Can a company preparing its IPO really afford to make any significant changes to its business model?
When COVID-19 paralyzed the Canadian economy in April and May, it took the tourism industry down like a drugged rhino. With flights grounded from one side of the planet to the other, the country’s Airbnb investors lost the only method of making their properties cash flow.
Now, with Airbnb having already lost $1 billion since the beginning of the coronavirus pandemic, the company’s CEO is, like thousands of investors who saw in the platform an endless supply of above-market rents, having to rethink Airbnb’s relationship to real estate.
In a recent feature published on The Times, Brian Chesky largely admitted that the criticism levelled at the company for depleting housing supply, driving up rents and encouraging over-tourism has been valid.
“We grew so fast, we made mistakes,” Chesky told the Times. “We drifted. We really need to think through our impact on cities and communities.” He went on to say that “Airbnb needs to change. We need to go back to basics — to what really made us successful in the first place.”
“I’m not meant to do real estate,” he continued.
Chesky’s admission, coming as it doesat the most desperate time in the company’s history, is hardly surprising. Tech giants such as Facebook and Twitter issued similar pledges to “do better” while under increased scrutiny (and pressure from investors). Most are aware of how those pledges have turned out.
“When you build something and hundreds of millions of people use it, you can’t just assume that all the things that happen on your platform are good,” Chesky said. “If you don’t create guardrails, good and bad things are going to happen.”
According to the profile, the first item on Airbnb’s change agenda is to “accelerate efforts to tackle the effect Airbnb can have on local property markets,” although a similar vow was made, and left hanging in the ether, in 2018.

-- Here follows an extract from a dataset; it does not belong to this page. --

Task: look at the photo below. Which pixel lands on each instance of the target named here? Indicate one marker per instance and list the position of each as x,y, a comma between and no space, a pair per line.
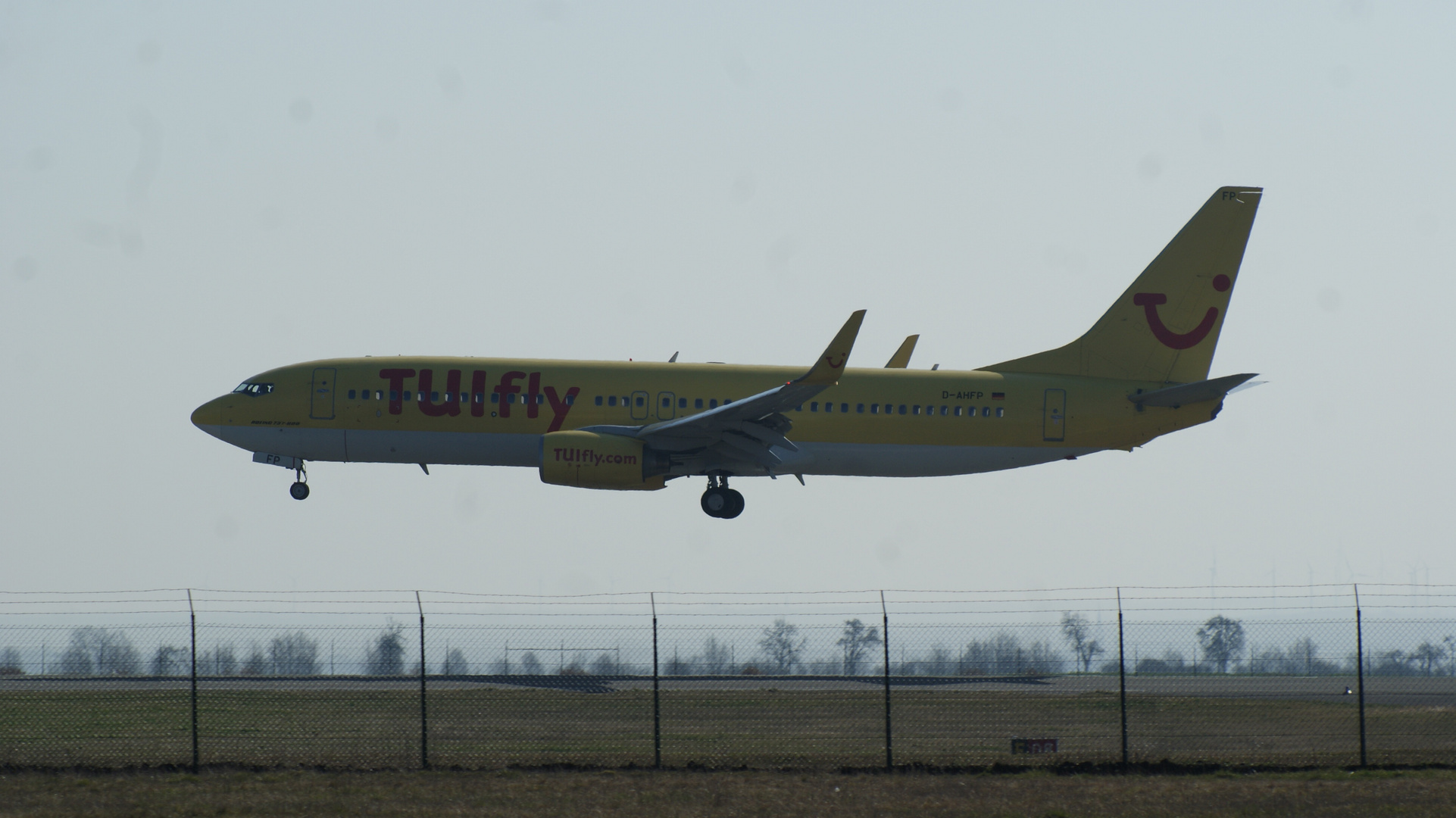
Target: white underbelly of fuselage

For renters, Airbnb is nothing short of a plague rotting out major cities’ long-term rental supply. Instead of providing rooms for travellers in a host’s home, something most local laws now dictate, analysts estimate that more than 60 percent of hosts have two or more listings. According to advocacy group Fairbnb, there were 7,300 entire-home Airbnb listings in Toronto in February, each one of them a potential long-term rental.
For investors, however, Airbnb provides one of the few methods for turning a high-priced property into a cash flow generator. Any changes to the platform that reduce its profitability for investors could see their monthly incomes, which many rely on to cover their mortgages, plummet.
Chesky, however, was short on details in the Times piece. He suggested “prioritizing small-scale, everyday hosts over larger commercial operators,” but said owners of multiple properties will have their listings left alone. He pledged to provide more data to cities so they can better regulate Airbnb locally and said the company will be signing more agreements with city councils that limit the number of nights a host can rent a property each year.
When asked if Airbnb would comply if a city asked the company to decrease the number of Airbnb’s running locally, Chesky pointed to the company’s removal of an “enormous” number of properties in San Francisco and Japan.
“We have to partner with cities and be honest about the impact we’re having,” he said. “I want to make sure we find a balance between what works for the city, for people who depend on Airbnb for income, and for customers.”
Fairbnb’s Thorben Wieditz isn’t buying it.
“I don’t believe it for a second,” he says.“What Chesky says and what he does has never aligned very well. If he actually wanted to achieve this ‘reset’, it would require shrinkage,” something unlikely as the company prepares to file its IPO paperwork with the Securities and Exchange Commission in the U.S.
“Future shareholders are not interested in building connections, they are interested in making profit,” Wieditz continues. “The vast majority of Airbnb’s profit comes from the kind of listings that have undermined local housing markets and disrupted communities for years on end – high-volume, multi-listing hosts of entire homes who have turned housing stock into ghost hotel inventory.”
A true reset, according to Wieditz, would require Airbnb voluntarily removing its ghost hotel operators from the platform, whose listings are illegal in most of the cities that have regulated Airbnb.
“If Fairbnb can identify non-compliant, illegal listings, so can Airbnb. It wouldn’t take longer than five minutes for them to run an algorithm that produces all the listings that are illegal and that don’t correspond to the company’s home-sharing ideal,” he says.
But mass de-listings are unlikely to occur, especially in Toronto, where Wiedetz says 74 percent of Airbnb’s estimated yearly revenue came from real estate investors who ran multi-listings of entire homes, a number similar to that found in other major urban centres, both in Canada and worldwide.
“Airbnb cannot fix this and ‘reset’ and plan on going public at the same time. The IPO is dependent on these listings, as is Airbnb,” he says.
When faced with the choice between short-term profitability and offering people stable, long-term housing, Airbnb hosts have consistently chosen the latter. Wiedetz doesn’t expect anything different from the company’s CEO.
“The future is entirely uncertain for the travel industry, and Chesky is trying to save what he can to pay out early investors, long-term staff with stock options and of course, himself,” he says.
“In other words, we don’t expect much.”